In fantasy baseball, the goal is to assemble a team of MLB players that will accumulate more statistics than other teams in your group ("league"). See Wikiepdia for a comprehensive overview of fantasy baseball.
I play in a specific version of fantasy baseball where the contests between teams is a weekly matchup ("head to head"). The "score" of each matchup is determined by which team had the better statistics in each of a set number of categories. For example, there may be 5 categories related to batting:
- AVG (batting average)
- R (runs)
- RBI (runs batted in)
- HR (home runs)
- SB (stolen bases)
After a matchup is complete, the team totals are calculated. Whichever team has the highest accumulated statistic of a category wins that category. Let's say the following was the result of a matchup between team A and team B:
- AVG: team A = .300; team B = .245
- R: team A = 45; team B = 50
- RBI: team A = 50; team B = 55
- HR: team A = 25; team B = 20
- SB: team A = 10; team B = 5
Therefore, team A wins AVG, HR, and SB, while team B wins R, and RBI.

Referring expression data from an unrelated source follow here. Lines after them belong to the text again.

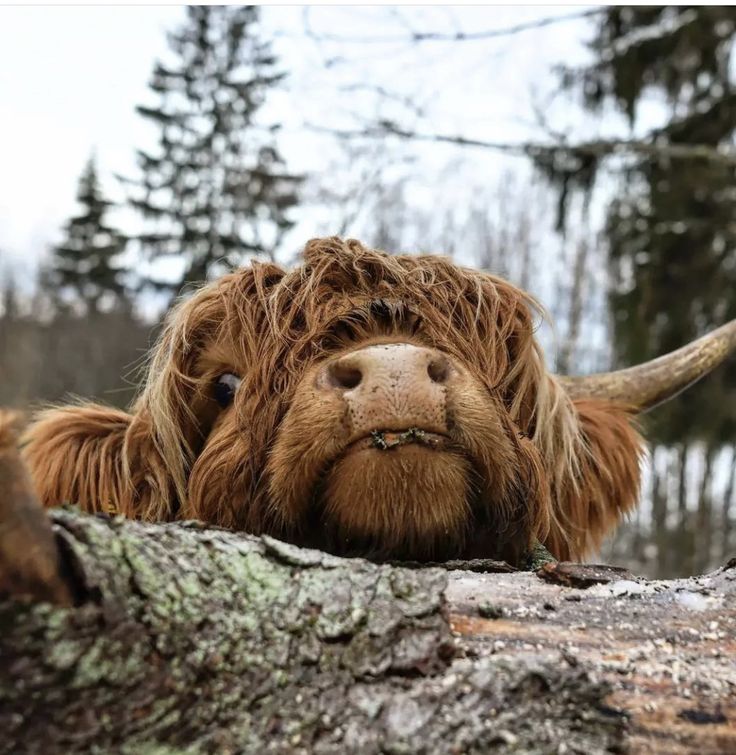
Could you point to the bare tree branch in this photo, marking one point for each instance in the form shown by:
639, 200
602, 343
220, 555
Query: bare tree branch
457, 36
597, 148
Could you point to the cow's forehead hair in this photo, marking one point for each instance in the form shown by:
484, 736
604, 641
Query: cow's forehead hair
338, 277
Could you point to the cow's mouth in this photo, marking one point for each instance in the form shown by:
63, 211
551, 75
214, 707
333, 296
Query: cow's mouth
391, 440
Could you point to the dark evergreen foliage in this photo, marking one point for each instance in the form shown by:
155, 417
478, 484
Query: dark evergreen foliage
83, 270
216, 189
671, 231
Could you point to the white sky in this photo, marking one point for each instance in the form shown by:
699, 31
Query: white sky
71, 76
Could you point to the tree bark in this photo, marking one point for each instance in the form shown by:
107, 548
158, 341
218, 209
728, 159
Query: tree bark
192, 639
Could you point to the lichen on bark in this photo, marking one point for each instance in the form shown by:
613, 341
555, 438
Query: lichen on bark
200, 640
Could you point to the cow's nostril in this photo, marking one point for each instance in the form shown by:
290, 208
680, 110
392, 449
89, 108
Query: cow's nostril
438, 369
345, 376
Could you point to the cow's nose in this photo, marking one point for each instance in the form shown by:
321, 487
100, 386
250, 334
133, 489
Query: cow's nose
394, 386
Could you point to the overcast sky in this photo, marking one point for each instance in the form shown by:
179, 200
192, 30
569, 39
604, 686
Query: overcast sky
71, 76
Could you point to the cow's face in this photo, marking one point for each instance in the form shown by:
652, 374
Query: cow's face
364, 404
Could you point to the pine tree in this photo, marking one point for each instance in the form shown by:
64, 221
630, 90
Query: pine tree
216, 189
670, 231
83, 268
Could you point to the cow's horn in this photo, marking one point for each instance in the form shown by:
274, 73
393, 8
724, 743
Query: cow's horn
652, 383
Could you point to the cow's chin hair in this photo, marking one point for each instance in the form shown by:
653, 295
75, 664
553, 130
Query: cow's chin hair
409, 502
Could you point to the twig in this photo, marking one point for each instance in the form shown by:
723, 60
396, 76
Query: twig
599, 148
458, 36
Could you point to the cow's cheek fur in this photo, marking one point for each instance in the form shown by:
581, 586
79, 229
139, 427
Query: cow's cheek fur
220, 489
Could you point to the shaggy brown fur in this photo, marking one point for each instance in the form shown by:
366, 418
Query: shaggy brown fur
523, 461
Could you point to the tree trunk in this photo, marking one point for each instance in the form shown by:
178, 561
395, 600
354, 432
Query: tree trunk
187, 638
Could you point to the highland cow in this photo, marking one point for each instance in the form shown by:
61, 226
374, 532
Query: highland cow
366, 404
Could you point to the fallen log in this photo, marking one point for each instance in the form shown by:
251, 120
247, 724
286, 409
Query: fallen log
192, 639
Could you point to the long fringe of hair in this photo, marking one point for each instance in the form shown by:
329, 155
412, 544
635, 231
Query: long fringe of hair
276, 322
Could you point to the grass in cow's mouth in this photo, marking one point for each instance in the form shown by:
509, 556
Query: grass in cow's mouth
385, 440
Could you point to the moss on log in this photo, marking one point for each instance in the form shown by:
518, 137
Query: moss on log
188, 639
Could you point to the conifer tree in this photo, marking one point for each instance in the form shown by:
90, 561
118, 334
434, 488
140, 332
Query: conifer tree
83, 269
216, 188
670, 231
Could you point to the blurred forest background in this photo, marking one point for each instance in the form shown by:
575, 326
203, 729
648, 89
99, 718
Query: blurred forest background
620, 217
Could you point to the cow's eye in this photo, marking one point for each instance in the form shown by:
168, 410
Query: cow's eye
225, 388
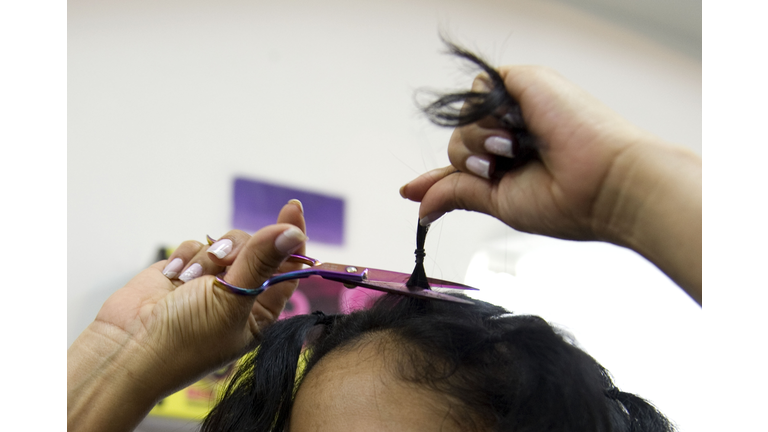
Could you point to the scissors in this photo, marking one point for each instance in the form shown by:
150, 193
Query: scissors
352, 277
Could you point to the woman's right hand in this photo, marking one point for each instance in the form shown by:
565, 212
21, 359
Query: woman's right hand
598, 177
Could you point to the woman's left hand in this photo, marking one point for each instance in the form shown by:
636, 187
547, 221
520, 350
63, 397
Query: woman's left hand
159, 333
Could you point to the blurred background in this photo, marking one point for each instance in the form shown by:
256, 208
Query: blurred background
170, 102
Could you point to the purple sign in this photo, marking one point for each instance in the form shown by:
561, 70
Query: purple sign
257, 204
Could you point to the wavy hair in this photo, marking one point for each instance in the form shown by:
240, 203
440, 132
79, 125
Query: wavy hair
508, 372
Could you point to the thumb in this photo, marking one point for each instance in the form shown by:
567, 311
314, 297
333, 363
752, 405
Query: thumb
445, 189
259, 259
262, 255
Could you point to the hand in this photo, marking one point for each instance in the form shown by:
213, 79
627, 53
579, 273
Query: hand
156, 334
565, 194
598, 177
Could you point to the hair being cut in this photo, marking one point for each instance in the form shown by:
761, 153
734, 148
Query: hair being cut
508, 372
461, 108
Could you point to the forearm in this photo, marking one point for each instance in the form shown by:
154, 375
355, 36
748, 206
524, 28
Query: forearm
105, 386
657, 210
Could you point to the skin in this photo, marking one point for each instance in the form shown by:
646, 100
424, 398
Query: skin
354, 389
156, 335
599, 178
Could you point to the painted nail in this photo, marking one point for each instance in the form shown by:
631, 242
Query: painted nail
290, 240
500, 146
428, 219
194, 271
479, 166
221, 248
298, 203
172, 269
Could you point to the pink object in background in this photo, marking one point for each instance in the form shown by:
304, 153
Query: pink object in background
357, 298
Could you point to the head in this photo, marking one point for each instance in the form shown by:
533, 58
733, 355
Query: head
413, 364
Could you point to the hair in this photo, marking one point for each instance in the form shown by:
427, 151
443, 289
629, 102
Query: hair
454, 109
507, 372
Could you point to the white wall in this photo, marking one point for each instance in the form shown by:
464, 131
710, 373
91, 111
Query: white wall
168, 101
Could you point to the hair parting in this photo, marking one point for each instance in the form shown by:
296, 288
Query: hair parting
501, 372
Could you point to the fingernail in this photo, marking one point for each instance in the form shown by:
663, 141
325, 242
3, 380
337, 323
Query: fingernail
500, 146
428, 219
172, 269
290, 240
298, 203
221, 248
194, 271
479, 166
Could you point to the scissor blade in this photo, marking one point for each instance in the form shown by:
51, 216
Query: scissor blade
376, 275
400, 288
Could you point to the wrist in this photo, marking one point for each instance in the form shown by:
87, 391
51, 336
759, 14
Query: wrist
109, 381
652, 198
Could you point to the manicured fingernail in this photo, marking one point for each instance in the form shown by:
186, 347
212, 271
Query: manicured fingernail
172, 269
428, 219
221, 248
479, 166
290, 240
298, 203
194, 271
500, 146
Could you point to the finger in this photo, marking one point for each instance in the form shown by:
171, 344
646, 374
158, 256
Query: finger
263, 253
479, 164
180, 258
224, 250
499, 198
271, 302
452, 192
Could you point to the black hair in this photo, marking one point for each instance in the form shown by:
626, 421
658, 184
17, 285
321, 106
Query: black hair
508, 372
461, 108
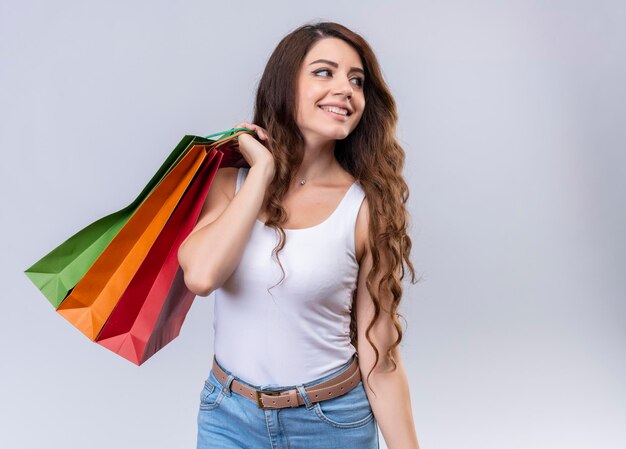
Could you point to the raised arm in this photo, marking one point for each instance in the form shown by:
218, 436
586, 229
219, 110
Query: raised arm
213, 249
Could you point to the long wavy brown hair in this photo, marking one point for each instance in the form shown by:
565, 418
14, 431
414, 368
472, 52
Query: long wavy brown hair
371, 154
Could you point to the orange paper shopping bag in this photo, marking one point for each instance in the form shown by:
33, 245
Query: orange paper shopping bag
135, 330
91, 301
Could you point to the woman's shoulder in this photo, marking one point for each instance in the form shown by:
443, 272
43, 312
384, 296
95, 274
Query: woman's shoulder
226, 181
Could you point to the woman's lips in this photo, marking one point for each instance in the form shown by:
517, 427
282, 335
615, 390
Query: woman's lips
339, 117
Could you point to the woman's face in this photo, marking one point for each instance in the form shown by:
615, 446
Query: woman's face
331, 75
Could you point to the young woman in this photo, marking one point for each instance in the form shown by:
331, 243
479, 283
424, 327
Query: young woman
305, 251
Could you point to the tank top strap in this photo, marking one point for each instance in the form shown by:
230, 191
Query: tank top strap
345, 218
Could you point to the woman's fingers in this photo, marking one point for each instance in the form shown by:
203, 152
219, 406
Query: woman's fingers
259, 131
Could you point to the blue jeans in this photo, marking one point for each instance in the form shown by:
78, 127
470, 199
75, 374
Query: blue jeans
228, 420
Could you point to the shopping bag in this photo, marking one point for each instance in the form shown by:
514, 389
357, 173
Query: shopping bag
132, 324
59, 271
91, 301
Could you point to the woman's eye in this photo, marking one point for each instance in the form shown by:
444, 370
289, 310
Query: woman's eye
360, 80
322, 70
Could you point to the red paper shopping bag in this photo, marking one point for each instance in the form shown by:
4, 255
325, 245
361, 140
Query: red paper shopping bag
135, 329
92, 300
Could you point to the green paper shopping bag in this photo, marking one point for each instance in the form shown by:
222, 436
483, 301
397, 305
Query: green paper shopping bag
56, 274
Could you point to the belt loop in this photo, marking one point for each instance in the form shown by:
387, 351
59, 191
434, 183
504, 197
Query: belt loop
227, 384
305, 396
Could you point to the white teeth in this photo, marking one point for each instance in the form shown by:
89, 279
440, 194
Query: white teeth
335, 109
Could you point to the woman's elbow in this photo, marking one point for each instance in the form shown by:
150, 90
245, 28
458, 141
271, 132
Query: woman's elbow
197, 284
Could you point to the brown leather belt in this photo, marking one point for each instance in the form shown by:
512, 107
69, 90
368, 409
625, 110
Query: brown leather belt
267, 399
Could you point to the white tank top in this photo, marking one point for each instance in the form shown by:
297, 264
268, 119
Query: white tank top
300, 330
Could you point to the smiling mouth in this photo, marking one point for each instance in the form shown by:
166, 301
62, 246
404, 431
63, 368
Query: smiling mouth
336, 110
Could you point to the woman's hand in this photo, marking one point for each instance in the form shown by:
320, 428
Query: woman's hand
253, 151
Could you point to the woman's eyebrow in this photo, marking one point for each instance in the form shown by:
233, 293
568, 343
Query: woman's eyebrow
334, 64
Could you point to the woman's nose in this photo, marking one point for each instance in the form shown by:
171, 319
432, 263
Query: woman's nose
343, 86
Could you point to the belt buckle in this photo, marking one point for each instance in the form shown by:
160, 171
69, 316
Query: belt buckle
266, 392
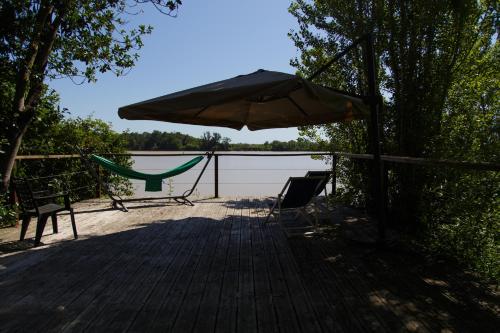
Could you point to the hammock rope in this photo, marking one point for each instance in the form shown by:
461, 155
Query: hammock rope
153, 181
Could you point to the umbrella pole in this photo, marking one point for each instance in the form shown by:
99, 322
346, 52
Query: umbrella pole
374, 102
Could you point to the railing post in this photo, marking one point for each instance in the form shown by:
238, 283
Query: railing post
334, 174
13, 195
216, 176
98, 185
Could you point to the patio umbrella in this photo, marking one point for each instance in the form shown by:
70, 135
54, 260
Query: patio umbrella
260, 100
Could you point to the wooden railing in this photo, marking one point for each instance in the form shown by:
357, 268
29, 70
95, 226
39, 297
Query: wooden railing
385, 159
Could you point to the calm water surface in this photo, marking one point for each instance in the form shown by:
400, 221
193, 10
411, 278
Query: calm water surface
238, 175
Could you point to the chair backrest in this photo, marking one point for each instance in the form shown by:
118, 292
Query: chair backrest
326, 178
300, 191
24, 193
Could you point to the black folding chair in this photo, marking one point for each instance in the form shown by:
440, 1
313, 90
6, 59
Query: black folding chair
42, 207
295, 196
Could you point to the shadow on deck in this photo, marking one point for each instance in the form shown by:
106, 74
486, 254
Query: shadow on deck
216, 267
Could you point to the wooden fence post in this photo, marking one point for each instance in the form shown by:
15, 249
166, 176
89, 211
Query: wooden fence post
98, 184
334, 174
216, 176
13, 195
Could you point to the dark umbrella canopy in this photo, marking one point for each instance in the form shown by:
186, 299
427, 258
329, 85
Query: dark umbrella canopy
260, 100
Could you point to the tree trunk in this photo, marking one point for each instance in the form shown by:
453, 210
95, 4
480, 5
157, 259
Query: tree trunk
15, 139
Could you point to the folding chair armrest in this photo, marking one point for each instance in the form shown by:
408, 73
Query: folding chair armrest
52, 196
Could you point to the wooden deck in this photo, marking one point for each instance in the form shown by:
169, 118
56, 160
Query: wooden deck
215, 267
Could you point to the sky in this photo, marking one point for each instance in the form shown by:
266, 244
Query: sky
208, 41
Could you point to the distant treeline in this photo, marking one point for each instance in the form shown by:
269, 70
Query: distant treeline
209, 141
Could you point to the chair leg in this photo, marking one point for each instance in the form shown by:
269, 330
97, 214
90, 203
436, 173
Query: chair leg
40, 226
54, 223
73, 224
24, 226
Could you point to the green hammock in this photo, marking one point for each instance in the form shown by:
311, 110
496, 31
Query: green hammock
153, 181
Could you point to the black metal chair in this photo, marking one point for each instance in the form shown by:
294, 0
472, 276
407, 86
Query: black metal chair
42, 207
296, 195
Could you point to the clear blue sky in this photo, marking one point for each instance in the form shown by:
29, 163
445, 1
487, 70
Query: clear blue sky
208, 41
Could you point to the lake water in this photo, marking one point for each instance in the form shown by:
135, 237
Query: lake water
238, 175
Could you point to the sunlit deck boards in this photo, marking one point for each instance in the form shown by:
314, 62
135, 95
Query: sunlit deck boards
215, 267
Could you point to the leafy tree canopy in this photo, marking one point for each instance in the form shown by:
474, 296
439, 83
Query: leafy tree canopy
62, 38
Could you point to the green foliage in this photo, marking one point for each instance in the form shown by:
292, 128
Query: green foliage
52, 133
438, 68
177, 141
91, 37
75, 39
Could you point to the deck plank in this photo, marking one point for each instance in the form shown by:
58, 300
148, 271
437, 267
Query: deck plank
217, 267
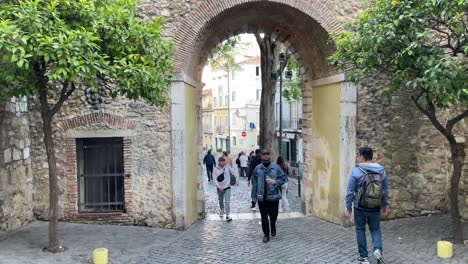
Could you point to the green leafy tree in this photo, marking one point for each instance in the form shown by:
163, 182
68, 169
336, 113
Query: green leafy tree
421, 45
293, 89
51, 48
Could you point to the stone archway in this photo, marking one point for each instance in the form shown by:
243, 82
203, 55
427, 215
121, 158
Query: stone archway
329, 103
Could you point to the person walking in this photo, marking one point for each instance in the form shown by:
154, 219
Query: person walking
284, 202
243, 160
227, 159
222, 175
238, 164
255, 160
210, 162
266, 189
367, 192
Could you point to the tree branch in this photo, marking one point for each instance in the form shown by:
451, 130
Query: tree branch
454, 120
64, 95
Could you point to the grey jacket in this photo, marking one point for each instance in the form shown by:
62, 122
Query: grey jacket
273, 192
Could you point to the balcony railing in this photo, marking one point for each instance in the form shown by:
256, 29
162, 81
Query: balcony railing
295, 123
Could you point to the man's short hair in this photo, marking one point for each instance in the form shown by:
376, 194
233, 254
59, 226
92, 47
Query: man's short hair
367, 153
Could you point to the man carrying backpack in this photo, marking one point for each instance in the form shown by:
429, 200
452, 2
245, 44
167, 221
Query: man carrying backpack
368, 193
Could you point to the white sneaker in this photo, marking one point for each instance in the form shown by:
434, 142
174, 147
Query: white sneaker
378, 256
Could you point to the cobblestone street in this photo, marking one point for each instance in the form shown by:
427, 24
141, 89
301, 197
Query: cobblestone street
301, 240
240, 197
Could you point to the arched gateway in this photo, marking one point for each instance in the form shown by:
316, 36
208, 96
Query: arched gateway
329, 103
157, 166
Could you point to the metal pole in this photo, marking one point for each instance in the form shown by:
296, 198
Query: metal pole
229, 117
299, 176
280, 139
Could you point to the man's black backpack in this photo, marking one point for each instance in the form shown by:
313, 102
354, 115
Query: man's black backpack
370, 191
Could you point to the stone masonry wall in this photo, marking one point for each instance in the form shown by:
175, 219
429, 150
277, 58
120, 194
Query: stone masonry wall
415, 154
151, 190
16, 191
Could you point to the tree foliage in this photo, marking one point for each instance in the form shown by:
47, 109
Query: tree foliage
75, 42
418, 44
223, 56
293, 89
51, 48
421, 46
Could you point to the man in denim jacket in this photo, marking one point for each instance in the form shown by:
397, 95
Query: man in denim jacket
267, 179
369, 216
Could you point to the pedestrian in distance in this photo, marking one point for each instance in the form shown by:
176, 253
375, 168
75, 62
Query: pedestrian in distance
267, 179
284, 203
209, 162
223, 182
367, 193
243, 161
227, 159
251, 154
238, 164
254, 162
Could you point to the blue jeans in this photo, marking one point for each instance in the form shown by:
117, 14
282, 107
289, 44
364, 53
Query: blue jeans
224, 198
361, 217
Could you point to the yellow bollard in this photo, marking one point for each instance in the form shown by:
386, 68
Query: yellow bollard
444, 249
100, 256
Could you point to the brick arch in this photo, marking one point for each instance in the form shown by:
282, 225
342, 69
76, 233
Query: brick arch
98, 118
198, 33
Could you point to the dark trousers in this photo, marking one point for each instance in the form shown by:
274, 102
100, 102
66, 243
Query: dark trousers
209, 172
268, 209
243, 172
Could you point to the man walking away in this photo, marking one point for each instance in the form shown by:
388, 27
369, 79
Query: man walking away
255, 160
243, 164
266, 188
222, 175
227, 159
210, 162
368, 193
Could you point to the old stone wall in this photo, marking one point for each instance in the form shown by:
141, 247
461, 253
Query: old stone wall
16, 190
150, 168
415, 154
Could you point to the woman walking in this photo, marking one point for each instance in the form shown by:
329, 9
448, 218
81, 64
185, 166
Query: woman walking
222, 174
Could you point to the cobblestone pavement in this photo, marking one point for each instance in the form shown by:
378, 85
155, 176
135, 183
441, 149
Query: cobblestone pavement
302, 240
240, 197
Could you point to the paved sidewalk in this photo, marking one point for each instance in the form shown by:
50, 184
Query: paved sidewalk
301, 240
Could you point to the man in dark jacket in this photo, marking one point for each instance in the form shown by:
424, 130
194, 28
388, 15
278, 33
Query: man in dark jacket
210, 162
266, 188
254, 162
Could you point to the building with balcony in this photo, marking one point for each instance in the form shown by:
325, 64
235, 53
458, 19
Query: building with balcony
207, 116
291, 123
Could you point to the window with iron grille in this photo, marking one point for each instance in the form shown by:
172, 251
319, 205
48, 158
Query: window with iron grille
100, 174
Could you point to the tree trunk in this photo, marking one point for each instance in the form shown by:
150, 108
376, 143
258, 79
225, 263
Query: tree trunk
47, 116
268, 52
458, 156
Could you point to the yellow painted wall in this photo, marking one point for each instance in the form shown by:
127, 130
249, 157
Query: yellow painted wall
325, 192
191, 154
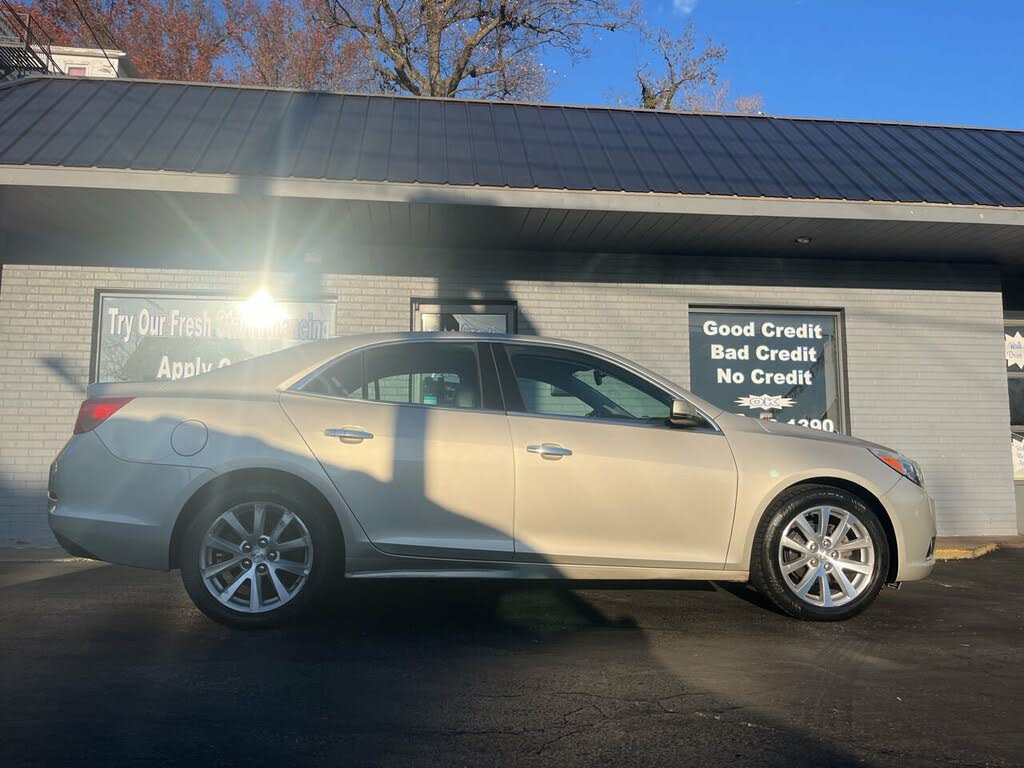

The goal of this project is to rank and value players by how well they contribute to the goal of winning a matchup. The approach I've taken is to gather historical data from my league over the past few years about how teams have won matchups and the stats needed to win.
Each matchup and category can be thought of as a win or a loss (1 or 0). This can be modeled with a logistic regression.
For each category, I fit a logistic regression, and determine what the base level is for each category so that a team would be expected to win 50% of their matchups. Then I perturb that base level by adding an additional unit and use the logistic regression to determine the new win probability. The new win probability minus the base win probability is the win probability added for an additional unit of that category.
For example, let's say that if a team has 40 runs, they have a 50% chance of winning runs that week. I then add an additional run so that the total is now 41 runs. If the win probability from the logistic regression is now 52%, then the additional run added 2% of win probability.
With this win probability added for each category, I apply these weights to each player's individual statistics to calculate how much win probability they individually added.
Each player is projected to produce a certain stats line. For example, a player might be projected to have a .285 AVG, 80 R, 85 RBI, 15 HR, and 10 SB. With the win probability added weights for each category, I sum up the player's expected total win probability.
Every player is ranked by their total win probability to come up with an ordered list of how valuable each player is. This helps assemble the best players for my team.
For this project, data from ESPN and Fangraphs are integrated. This is why there are so many scripts that scrape data.